C’est à lire – Leurs auteurs racontent comment ils ont hissé le drapeau du Vietcong au sommet de Notre-Dame de Paris
Un exploit « sportif » mais surtout un acte militant

Aujourd’hui, certains activistes climatiques trouvent intelligent de coller une main sur des tableaux de maîtres. Les militants, opposés à la guerre du Vietnam, avaient plus de cran et d’audace…
Le 18 janvier 1969, stupéfaction: le drapeau du Vietcong – nom donné péjorativement par les Américains au Front de libération du Sud du Vietnam – flotte sur la flèche de la cathédrale de Paris, érigée par Viollet-le-Duc et détruite par l’incendie de 2019. L’affaire, alors que débutent des négociations de paix, avortées, fait le tour du monde. Le New York Times publie une photo. Cinquante ans plus tard, les trois idéalistes vaudois dévoilent leur identité, jamais révélée jusqu’ici. Ce livre est donc un scoop !
C’est d’abord le récit, fort vivant, de cet exploit « sportif », que l’on suit mètre après mètre. Partis en « Deuche » (2 CV Citroën à l’attention de nos lectrices et lecteurs les plus jeunes) pour la capitale française, ils en reviendront le même soir. On apprend des détails intéressants sur l’architecture de la vénérable cathédrale, chef-d’œuvre du gothique français, et sur les difficultés techniques de l’aventure. Celle-ci suscitera l’admiration, même des policiers et pompiers parisiens chargés d’enlever cet emblème, grâce à un hélicoptère, car l’échelle de fer avait été sciée par les trois jeunes…

Mais l’essentiel n’est pas là. Cet ouvrage constitue un rappel historique de l’atroce guerre du Vietnam qui, comme celle d’Algérie dans les années cinquante, a mobilisé toute une génération. Il retrace les étapes de l’engagement militaire étasunien, jusqu’à l’usage massif du napalm et de l’agent orange, à base de dioxine, qui provoque aujourd’hui encore de graves malformations chez des nouveaux nés, ou encore les bombardements massifs du Vietnam du Nord par les avions B52. Sans parler des dégâts psychologiques sur les soldats US, dont beaucoup vont rester accrocs à l’alcool et au cannabis, puis à l’héroïne. Mais n’oublions pas le coût humain de ce sanglant conflit, qui est d’un Américain pour 100 Vietnamiens ! Une série de photos illustrent le propos des auteurs. Ceux-ci, qui à l’époque, ont tous fini par adhérer à la Ligue marxiste révolutionnaire, restent fidèles à leurs convictions de jeunesse.
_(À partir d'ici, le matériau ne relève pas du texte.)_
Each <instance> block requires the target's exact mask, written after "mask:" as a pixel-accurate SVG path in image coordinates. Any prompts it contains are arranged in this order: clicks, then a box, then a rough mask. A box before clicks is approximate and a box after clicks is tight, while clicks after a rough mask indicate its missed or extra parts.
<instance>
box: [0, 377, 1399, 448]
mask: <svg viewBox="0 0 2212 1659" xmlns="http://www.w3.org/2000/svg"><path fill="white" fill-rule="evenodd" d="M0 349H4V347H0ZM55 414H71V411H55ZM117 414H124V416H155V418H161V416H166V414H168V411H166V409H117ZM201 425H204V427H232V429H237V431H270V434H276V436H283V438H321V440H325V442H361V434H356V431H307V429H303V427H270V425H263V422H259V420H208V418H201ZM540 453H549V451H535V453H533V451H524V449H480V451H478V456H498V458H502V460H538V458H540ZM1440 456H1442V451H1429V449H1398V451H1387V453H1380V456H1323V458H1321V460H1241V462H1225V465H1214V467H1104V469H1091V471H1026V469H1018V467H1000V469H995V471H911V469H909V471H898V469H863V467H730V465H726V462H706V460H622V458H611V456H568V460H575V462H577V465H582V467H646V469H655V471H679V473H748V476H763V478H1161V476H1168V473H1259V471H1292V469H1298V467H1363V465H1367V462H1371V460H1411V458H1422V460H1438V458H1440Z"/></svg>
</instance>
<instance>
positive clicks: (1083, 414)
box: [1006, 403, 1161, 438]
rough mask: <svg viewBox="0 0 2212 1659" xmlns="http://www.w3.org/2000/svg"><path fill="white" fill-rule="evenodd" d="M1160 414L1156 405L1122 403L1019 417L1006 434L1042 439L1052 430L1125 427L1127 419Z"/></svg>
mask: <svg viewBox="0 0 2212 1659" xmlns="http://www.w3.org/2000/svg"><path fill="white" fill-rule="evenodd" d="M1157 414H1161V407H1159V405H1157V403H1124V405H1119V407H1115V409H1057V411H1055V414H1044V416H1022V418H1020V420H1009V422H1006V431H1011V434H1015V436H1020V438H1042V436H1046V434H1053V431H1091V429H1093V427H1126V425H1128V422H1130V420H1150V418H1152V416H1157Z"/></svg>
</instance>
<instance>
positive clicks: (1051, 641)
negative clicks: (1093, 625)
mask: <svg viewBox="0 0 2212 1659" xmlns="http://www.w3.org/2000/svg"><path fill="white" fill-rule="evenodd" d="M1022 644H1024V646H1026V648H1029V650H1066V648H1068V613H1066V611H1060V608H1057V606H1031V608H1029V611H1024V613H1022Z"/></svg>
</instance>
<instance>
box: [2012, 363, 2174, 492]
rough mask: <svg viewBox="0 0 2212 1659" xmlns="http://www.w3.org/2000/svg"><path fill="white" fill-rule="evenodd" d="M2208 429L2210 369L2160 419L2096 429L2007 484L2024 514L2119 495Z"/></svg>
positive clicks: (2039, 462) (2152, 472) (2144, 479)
La seconde partie du livre est donc plus critique. Les trois compères, à l’instar de beaucoup d’idéalistes, ne cachent pas leur désillusion. D’abord face à l’abandon du programme démocratique du FNL, complètement occulté par les dirigeants communistes du Nord. Désillusion aussi face aux transformations capitalistes du Vietnam, au contrôle étroit sur les médias et à la répression de toute opposition, aux contaminations écologiques, à la corruption généralisée. Le général Vo Nguyen Giap lui-même, le célèbre vainqueur en 1954 de la bataille de Dien Bien Phu contre le corps expéditionnaire français, n’affirma-t-il pas que « le parti est un bouclier pour les corrompus » ? Le propos des auteurs reste cependant modéré. Ils ne se livrent pas à une condamnation sans appel du Vietnam d’aujourd’hui, à propos duquel ils reconnaissent que certains progrès ont été réalisés. Après la sombre période de l’étatisation massive qui a suivi la victoire de 1975, qui a provoqué la disette et la fuite de milliers de boat people, on constate, depuis le Doi Moi (Renouveau) de 1986, une forte croissance économique et une hausse visible du niveau de vie. Une traduction du livre en vietnamien est d’ailleurs en préparation. En guise de conclusion, les acteurs de l’exploit, modestement, estiment que cet « acte minoritaire ne fut qu’un épisode ponctuel d’un fort engagement collectif » contre la guerre du Vietnam. Ajoutons que le bénéfice de la vente de l’ouvrage ira aux victimes de l’agent orange.